BLBG:Won Leads Drop in Asian Currencies on Euro Debt Contagion Woes
South Korea’s won and Malaysia’s ringgit led a decline in Asian currencies as Europe’s sovereign- debt crisis engulfed Italy, the region’s biggest borrower, sapping demand for emerging-market assets.
The won fell by the most in seven weeks and the ringgit retreated to its lowest level in almost two weeks after warnings by Moody’s Investors Service and Standard & Poor’s over Italy’s ability to finance its debt. Overseas investors cut their holdings of Korean stocks for the first time this month.
“It’s a wholesale flight to safety now,” said Tim Condon, Singapore-based head of research for Asia at ING Groep NV. “Risk assets are going to be sold off today. It’s going to be a bad day for Asian equities, unless something changes. It’s going to be a bad day for Asian currencies as well.”
The won depreciated 0.8 percent to 1,066.43 per dollar as of the 3 p.m. close in Seoul, according to data compiled by Bloomberg. The ringgit weakened 0.7 percent to 3.0328 and China’s yuan declined 0.08 percent to 6.4722.
Euro-area countries may have to double their bailout fund to 1.5 trillion euros ($2.1 trillion) to provide support for Italy, the European Central Bank said, according to German newspaper Die Welt. The Financial Times cited unnamed senior officials as saying that European leaders are prepared to accept that Greece should default on some of its bonds.
Factory Slowdown
“It looks like the European debt crisis will spread more, on top of the Greece crisis, which hasn’t been resolved yet,” said Byeon Ji Young, a currency analyst at Woori Futures Co. in Seoul. “Concern about the Europe debt crisis is making investors flee emerging markets to seek safer assets.”
The ringgit declined for a second day after a government report yesterday showed industrial output in Malaysia slid 5.1 percent from a year earlier in May following a 2.2 percent drop the previous month. That was steeper than the median estimate for 2.7 percent in a Bloomberg poll of 15 economists.

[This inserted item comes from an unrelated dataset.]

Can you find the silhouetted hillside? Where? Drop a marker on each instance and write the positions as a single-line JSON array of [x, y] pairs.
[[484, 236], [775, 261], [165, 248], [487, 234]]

The People’s Bank of China set the yuan’s reference rate weaker for a second day, fixing it at 6.4748 per dollar. China’s State Council may discuss the nation’s economic development direction for the second half during a regular meeting tomorrow, the National Business Daily reported today, without saying where it got the information.
China’s economy probably grew the least in almost two years last quarter. The government is forecast to report tomorrow that gross domestic product rose 9.3 percent from a year before, according to the median estimate in a Bloomberg survey, down from 9.7 percent the previous quarter.
China Slowdown
Thailand’s baht fell 0.3 percent to 30.39 against the dollar, declining for a second day, according to data compiled by Bloomberg.
“Sentiment for the emerging-market markets is weak due to growing concerns over Europe’s debt problems,” said Hideki Hayashi, a global economist at Mizuho Securities Co. in Tokyo. “China’s slowdown will add to weight on the regional currencies. The baht is influenced mostly by external factors.”
The Indian rupee weakened 0.5 percent to 44.70 per dollar after data showed today that India’s industrial production growth unexpectedly slowed in May. Output at factories, utilities and mines rose 5.6 percent from a year earlier following a revised 5.8 percent gain in the previous month, the Central Statistical Office said in a statement in New Delhi today. The median of 27 estimates in a Bloomberg News survey was for an 8.5 percent jump.
Elsewhere, Indonesia’s rupiah decreased 0.4 percent to 8,570 against the greenback. Singapore’s dollar fell 0.5 percent to S$1.2291, Taiwan’s dollar slid 0.5 percent to NT$28.998 and the Philippine peso dropped 0.8 percent to 43.24.